Mike Barr

No. 5
- Position: Punter

Personal information
- Born: December 8, 1978 (age 47) Lynchburg, Virginia, U.S.
- Listed height: 6 ft 3 in (1.91 m)
- Listed weight: 230 lb (104 kg)

Career information
- College: Rutgers
- NFL draft: 2003: undrafted

Career history
- Washington Redskins (2003)*; New York Jets (2003)*; Pittsburgh Steelers (2004–2007)*; Frankfurt Galaxy (2004–2007); Arizona Cardinals (2007);
- * Offseason or practice squad member only
- Stats at Pro Football Reference

= Mike Barr (American football) =

American football player (born 1978)

Mike Barr (born December 8, 1978) is an American former professional football punter.
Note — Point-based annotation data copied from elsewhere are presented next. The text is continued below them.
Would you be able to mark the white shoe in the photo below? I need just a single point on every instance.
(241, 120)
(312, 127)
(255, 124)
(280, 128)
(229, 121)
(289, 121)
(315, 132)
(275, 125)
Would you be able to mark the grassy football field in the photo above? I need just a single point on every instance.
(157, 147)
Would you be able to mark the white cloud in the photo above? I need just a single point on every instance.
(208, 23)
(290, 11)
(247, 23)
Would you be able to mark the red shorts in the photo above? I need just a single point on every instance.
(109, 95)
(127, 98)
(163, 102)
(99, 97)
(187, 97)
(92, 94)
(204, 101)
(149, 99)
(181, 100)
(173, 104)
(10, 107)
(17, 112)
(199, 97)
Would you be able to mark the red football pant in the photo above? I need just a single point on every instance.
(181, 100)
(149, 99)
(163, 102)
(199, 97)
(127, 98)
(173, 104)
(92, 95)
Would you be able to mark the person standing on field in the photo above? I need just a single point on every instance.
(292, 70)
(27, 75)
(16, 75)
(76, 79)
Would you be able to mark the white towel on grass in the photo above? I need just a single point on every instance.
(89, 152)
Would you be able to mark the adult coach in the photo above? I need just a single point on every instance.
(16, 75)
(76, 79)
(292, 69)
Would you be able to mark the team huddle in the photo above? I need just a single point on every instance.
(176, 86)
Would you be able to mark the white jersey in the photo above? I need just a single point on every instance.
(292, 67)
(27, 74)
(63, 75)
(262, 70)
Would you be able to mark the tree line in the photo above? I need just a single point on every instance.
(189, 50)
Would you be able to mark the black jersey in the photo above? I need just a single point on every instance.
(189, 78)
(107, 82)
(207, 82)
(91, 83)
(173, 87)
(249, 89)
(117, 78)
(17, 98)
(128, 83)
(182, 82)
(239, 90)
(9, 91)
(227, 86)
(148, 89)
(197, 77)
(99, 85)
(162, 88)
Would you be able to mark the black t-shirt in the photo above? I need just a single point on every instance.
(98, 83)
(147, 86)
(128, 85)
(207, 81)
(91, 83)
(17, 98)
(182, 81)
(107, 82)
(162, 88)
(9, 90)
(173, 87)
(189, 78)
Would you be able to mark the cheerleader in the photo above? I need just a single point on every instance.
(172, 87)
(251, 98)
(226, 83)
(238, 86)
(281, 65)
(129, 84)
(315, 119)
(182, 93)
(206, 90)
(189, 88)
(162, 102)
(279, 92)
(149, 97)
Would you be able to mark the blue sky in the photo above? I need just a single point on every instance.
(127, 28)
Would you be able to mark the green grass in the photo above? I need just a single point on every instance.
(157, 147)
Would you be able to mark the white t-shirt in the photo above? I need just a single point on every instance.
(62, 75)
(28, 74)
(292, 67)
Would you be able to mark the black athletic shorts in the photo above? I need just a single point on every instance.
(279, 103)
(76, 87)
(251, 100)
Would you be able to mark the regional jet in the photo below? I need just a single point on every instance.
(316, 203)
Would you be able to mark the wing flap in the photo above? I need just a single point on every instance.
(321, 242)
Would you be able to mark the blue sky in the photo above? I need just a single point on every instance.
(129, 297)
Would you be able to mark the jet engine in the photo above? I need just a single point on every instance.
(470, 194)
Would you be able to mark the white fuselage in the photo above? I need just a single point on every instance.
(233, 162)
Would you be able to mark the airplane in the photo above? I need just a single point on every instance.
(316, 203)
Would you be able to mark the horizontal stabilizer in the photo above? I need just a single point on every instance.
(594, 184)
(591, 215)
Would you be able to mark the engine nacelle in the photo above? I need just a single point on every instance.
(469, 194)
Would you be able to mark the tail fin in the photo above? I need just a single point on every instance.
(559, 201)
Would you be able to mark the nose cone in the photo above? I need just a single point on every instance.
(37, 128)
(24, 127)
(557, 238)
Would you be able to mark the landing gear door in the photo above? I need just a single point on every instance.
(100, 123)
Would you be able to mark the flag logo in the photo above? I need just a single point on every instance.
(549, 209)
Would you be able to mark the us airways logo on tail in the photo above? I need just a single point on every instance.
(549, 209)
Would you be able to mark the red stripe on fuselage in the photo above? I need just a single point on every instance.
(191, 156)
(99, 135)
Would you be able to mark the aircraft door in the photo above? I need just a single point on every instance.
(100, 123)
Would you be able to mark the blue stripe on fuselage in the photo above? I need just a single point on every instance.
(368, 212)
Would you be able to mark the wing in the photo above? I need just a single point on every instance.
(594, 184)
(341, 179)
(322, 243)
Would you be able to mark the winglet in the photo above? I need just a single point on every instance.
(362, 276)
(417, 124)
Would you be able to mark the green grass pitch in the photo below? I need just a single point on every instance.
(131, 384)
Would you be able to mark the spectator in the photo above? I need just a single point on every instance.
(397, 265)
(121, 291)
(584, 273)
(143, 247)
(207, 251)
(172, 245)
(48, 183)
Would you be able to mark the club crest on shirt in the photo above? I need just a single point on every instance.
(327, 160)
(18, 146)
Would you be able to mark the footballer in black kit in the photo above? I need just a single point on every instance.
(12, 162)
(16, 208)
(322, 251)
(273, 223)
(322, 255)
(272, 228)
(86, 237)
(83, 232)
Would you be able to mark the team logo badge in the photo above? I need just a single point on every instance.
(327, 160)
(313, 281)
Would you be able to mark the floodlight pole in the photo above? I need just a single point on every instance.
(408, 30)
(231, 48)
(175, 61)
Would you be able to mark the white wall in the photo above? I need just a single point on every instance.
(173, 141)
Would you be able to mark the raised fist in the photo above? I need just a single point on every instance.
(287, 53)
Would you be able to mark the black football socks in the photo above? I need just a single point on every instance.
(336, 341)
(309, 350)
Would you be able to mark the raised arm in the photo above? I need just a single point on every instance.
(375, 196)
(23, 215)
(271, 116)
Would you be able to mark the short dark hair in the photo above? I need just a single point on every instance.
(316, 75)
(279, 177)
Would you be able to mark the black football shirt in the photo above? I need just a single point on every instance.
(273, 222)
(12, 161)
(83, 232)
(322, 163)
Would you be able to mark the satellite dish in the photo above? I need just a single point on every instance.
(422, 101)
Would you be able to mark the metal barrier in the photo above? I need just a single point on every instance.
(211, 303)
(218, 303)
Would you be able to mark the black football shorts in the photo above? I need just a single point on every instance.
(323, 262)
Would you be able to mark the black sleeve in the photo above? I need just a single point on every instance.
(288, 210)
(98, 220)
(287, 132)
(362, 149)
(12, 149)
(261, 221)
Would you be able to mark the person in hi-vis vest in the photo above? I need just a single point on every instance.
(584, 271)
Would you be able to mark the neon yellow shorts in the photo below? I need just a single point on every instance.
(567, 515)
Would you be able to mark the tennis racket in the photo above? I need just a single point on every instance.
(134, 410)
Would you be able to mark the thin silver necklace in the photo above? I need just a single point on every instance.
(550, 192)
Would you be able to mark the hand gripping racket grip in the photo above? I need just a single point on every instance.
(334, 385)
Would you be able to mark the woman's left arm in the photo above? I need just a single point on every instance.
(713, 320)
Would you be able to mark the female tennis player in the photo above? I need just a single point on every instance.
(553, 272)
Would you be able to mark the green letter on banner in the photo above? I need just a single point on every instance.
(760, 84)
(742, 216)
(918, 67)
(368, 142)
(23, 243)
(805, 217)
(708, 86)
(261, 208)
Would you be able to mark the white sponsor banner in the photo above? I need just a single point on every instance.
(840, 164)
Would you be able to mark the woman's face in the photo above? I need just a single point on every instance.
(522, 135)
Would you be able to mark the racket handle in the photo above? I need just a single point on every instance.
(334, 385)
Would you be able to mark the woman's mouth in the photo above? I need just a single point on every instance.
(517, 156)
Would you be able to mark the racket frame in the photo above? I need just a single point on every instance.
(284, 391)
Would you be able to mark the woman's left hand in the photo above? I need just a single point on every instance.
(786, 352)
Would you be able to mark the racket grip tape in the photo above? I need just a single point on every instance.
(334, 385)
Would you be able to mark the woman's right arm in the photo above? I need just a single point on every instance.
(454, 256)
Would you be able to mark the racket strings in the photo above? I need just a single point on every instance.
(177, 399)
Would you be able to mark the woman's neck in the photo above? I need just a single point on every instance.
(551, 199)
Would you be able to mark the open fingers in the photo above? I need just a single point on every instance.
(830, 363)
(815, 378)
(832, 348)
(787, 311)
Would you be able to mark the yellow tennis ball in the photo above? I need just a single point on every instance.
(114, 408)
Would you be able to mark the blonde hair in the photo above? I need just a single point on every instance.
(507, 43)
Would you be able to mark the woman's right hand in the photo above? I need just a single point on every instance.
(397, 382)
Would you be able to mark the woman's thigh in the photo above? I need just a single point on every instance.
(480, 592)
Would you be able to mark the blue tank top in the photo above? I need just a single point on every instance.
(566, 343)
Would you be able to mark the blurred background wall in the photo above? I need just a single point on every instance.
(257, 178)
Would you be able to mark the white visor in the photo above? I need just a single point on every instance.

He attended Rutgers University, where he finished as one of the best Rutgers punters in school history. Since then, he has had experience in both the Washington Redskins and New York Jets training camps in 2003 and has been playing with the Frankfurt Galaxy of NFL Europa. He was signed by the Pittsburgh Steelers every year between 2004 and 2007, but was released and allocated to the Galaxy each year.

After being once again re-signed by the Steelers in late January 2007, he battled Daniel Sepulveda for the starting position which became open with the release of Chris Gardocki on May 23, 2007. He was cut by the Steelers during training camp in 2007, but claimed off waivers by the Arizona Cardinals, who released their punter Scott Player on August 29, 2007. He was later cut on November 27, 2007, for a dismal 2007 season, finishing last in the NFL in punt averages.